Das Ende des Lüneburger Krans ist mit dem Bau der Eisenbahnlinie Hamburg - Hannover verknüpft. Die Bedeutung des Lüneburger Hafens vor der Mitte des 19. Jahrhunderts schildert der Pastor Wilhelm Friedrich Kallmeyer in seinen Jugenderinnerungen:
"Dass die Güter, die von Hamburg ins Innere von Deutschland gesandt wurden, zu Wasser nach Lüneburg kamen und dort zum Weitertransport auf Frachtwagen verladen wurden, brachte nicht allein den Spediteuren, sondern auch den Schiffern, den Gastwirten und vielen Arbeitern guten Verdienst."
 
Lüneburger Bahnhof
Abb.15
Lüneburger Bahnhof, 1847, Lithografie,
gedruckt bei Heinrich König.
Und sein Zeitgenosse C. Ferdinand Heyn nennt treffend den Grund für die rasch schwindende wirtschaftliche Bedeutung des Lüneburger Hafens samt Kran: "Das drohende Gespenst der Eisenbahnen zog außerdem näher und näher.

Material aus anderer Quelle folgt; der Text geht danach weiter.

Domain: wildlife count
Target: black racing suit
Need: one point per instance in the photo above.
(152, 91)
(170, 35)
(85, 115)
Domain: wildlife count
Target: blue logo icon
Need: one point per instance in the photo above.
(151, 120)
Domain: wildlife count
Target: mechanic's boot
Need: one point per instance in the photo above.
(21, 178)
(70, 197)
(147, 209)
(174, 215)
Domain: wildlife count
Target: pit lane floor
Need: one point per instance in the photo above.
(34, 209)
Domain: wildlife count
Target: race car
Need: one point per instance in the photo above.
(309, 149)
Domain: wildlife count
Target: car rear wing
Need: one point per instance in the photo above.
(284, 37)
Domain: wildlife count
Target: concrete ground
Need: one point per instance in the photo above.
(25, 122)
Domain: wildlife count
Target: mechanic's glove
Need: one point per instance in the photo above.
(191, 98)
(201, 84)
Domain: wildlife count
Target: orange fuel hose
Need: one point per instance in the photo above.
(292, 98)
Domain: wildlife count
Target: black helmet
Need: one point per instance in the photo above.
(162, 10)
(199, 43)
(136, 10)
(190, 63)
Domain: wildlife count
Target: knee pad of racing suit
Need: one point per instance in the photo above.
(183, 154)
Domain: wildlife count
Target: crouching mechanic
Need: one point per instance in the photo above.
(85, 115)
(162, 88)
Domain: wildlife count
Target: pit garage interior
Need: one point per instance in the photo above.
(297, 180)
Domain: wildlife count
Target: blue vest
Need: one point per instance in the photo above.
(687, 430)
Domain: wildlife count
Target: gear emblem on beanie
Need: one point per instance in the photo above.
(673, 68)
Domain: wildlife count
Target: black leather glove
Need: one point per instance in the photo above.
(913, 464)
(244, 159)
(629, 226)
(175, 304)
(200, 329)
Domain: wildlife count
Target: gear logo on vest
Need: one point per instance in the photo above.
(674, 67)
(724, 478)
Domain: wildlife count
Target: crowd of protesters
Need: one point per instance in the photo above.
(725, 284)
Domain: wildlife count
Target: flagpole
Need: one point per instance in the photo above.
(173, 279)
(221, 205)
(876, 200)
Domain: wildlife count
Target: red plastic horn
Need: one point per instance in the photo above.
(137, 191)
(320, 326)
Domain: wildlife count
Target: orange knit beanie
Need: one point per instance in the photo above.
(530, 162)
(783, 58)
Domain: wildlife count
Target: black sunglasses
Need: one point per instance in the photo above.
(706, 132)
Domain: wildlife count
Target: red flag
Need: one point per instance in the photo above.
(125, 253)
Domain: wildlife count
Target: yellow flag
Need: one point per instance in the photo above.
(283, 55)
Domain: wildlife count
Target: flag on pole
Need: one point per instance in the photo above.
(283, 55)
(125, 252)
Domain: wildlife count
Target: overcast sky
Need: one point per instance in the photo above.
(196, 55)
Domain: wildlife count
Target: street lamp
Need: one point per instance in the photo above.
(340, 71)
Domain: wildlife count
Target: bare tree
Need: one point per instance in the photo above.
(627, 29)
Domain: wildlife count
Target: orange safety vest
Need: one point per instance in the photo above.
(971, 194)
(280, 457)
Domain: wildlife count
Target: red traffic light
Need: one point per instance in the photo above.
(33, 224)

Der Hauptnahrungszweig der Stadt wurde dadurch abgeschnitten, und wenn es auch später vielfach belächelt wurde, so war es den Lüneburgern wahrlich nicht zu verdenken, welche darin ihren Ruin erblicken mussten, dass sie im Jahre 1844 Hand und Fuß gegen die Eisenbahn in Bewegung setzten und meinen Vater veranlassten, ein langes Gutachten gegen die Erbauung einer solchen auszuarbeiten.

Eine Ironie des Schicksals war es, dass eine der letzten Speditionen, welche die Firma Joh. Lud. Schultz & Sohn zu besorgen hatte, die ersten beiden Lokomotiven der Braunschweig-Wienenburger Eisenbahn waren. [...]
 
Unser großer Kran - das jetzt noch bestehende Wahrzeichen unserer blühenden Speditionszeit - wäre beinahe an seinen Todfeinden zu Grunde gegangen: Beim Herausnehmen der Lokomotiven aus den Kähnen bog sein Hals sich in bedenklicher Weise!" Die Güter, die nach der Eröffnung der Bahnverbindung von Hannover nach Hamburg im Jahre 1847 Lüneburg erreichten, wurden am Bahnhof umgeschlagen. So verlor der Kran nach und nach an Bedeutung, um 1860 stellte man seinen Betrieb ein.